Decades have passed, nothing yet have proven to be more versatile and performant than x86, even though many have tried to replace it, like Itanium.
The same happens in the programming world too; there is still nothing that can match good old C, yet people try to overengineer replacements… (cough)Rust(ahem) :rolleyes:
Virtually all code will scale towards cache misses and branch predictions, unless it relies heavily on SIMD. No ISA that I'm aware of have been able to solve this so far. I have no issue with the possibility of increasing the decoder width or even adding more execution ports. But I question how likely it is, if Cypress Cove is basically a backport of Sunny Cove, since these kinds of changes usually require a total overhaul of the cache, register files and everything on the front-end.
Wouldn't it be more likely to backport something from the execution side from e.g. Sapphire Rapids, or to simply add more execution units on existing execution ports? (like one extra MUL unit?)
x86 requires a byte-by-byte decoder, because you have 2-byte, 3-byte, 4-byte... 15-byte instructions (some of which are macro-op fused and/or micro-op split). ARM standardized upon 4-byte instructions with an occasional 8-byte macro-op fused. That means if you want to perform 4-wide decoding (and assume an average of 4-bytes per instruction), you need 64-parallel decoders: one for every byte (byte0, byte1, byte2) of the cache line.
ARM on the other hand is always 4-bytes or 8-bytes at a time (in the case of macro-op fused operations).
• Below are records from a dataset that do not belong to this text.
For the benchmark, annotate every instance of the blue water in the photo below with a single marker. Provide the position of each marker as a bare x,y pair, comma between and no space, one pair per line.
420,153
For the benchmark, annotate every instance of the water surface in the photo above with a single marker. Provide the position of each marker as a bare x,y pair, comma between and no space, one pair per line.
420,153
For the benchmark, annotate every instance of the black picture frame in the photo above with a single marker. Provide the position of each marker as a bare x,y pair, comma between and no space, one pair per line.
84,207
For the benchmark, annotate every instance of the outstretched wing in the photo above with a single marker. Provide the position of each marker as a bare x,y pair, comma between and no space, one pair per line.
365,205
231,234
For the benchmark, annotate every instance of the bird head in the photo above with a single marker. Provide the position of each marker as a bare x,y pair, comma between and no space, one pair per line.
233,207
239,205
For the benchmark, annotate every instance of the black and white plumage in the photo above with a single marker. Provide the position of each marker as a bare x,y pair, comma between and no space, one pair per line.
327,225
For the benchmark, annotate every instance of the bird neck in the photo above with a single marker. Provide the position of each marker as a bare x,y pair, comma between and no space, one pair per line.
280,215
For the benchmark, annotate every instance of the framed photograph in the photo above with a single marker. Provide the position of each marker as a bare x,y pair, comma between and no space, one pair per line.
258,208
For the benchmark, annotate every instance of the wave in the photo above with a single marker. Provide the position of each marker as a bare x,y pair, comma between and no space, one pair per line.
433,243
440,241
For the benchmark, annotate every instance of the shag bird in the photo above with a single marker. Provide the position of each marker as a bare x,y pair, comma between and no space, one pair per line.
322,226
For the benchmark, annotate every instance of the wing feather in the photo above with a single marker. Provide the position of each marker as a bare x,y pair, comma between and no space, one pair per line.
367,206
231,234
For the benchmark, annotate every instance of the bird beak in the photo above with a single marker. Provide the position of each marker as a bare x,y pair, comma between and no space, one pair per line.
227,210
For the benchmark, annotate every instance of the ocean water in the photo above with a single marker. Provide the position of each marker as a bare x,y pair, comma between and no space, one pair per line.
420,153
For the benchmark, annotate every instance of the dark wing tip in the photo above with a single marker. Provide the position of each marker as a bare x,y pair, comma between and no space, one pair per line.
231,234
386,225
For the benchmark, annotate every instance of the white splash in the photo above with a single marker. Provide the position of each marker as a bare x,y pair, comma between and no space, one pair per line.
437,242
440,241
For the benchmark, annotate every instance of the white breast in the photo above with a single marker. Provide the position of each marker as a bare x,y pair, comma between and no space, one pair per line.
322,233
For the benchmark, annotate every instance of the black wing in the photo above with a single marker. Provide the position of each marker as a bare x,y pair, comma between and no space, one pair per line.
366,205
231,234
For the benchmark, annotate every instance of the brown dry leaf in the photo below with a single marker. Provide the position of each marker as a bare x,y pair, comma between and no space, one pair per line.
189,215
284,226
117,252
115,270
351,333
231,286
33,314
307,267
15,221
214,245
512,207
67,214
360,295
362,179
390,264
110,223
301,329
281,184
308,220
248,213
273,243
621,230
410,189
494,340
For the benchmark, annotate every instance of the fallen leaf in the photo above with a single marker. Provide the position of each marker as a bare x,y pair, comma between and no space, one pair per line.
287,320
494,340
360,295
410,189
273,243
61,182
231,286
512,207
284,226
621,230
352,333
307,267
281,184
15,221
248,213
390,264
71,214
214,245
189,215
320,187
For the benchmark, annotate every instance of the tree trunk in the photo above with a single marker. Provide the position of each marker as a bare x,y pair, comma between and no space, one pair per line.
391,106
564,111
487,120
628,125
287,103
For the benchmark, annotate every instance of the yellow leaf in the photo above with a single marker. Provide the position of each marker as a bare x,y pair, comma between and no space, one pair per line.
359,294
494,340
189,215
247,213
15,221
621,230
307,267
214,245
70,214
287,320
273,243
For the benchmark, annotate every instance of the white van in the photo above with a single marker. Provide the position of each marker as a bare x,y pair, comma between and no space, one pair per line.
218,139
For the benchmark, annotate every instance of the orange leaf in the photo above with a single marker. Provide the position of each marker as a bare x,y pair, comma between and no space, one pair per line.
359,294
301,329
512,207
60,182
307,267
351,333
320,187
Which means for a 64-byte decoder, ARM only need 16-parallel decoders: knowing there's no 2-byte or 3-byte instructions that could be "in-between". Just hypothetically speaking of course, I dunno really how these things are organized.
Anyway: Apple M1 shot a broadside at the x86 camp with their 8-wide decoder. I do think its relevant to bring up. However, ARM Neoverse is still only 4-wide decoding. It hasn't really been proven yet that an ultra-wide decoder (like Apple's M1) is really the best path forward.